I'm always in favor of quick iterations and having deliverables as soon as possible, so not a blocker at all!

As an enterprise DevOps persona, I would like to read about following aspects of load testing before considering the platform:

  1. What kind of scenarios have been exercised?
  • How many workspaces created/edited/deleted?
  • How many templates imported/deleted?
  • How many different user accounts have been used?
  • Was the traffic generated from one machine or many machines?
  • Were load tests performed via tailnet or within local network?
  1. Could you post any detailed test results?
  • Graphs would be the best option - number of Coder resources, API latency, CPU load, memory usage
  • Duration of tests, retries?
  • SLAs for API and crucial provisioning operations, p50, p90, p95

IMHO We need to prove that we know what we're doing and that we control the platform. It would be vague if we just post the word "Completed" without any result interpretation. We don't need to interpret them every time we run tests, but we should do document scenarios at least once.

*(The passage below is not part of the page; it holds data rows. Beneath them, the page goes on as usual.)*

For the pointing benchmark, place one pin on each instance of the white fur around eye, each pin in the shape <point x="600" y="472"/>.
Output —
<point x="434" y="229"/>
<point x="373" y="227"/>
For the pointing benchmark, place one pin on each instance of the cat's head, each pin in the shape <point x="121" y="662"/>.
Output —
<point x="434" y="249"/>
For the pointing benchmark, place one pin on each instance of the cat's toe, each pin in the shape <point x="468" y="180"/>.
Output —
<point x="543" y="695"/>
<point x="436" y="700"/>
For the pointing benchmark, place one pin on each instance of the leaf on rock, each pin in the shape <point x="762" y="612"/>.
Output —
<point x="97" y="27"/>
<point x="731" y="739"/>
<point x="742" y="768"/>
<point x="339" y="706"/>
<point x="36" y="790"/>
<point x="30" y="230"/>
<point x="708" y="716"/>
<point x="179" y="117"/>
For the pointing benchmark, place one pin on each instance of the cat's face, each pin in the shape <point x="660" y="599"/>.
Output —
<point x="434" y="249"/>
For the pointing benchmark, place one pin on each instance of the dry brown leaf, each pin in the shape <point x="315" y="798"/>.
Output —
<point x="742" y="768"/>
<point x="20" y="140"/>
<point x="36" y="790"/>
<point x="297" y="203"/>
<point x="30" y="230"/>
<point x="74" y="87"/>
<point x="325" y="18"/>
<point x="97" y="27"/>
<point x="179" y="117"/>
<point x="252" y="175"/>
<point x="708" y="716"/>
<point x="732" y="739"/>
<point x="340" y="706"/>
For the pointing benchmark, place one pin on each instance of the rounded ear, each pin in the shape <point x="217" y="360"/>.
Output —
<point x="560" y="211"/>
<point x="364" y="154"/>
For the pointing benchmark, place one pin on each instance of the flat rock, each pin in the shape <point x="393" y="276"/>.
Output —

As I said, we don't need to work on those items at the moment, but it would be great to prepare a roadmap plan for long-term scale tests.

Comment on lines +30 to +36
The test does the following:

- create `n` workspaces
- establish SSH connection to each workspace
- run `sleep 3 && echo hello` on each workspace via the web terminal
- close connections, attempt to delete all workspaces
- return results (e.g. `99 succeeded, 1 failed to connect`)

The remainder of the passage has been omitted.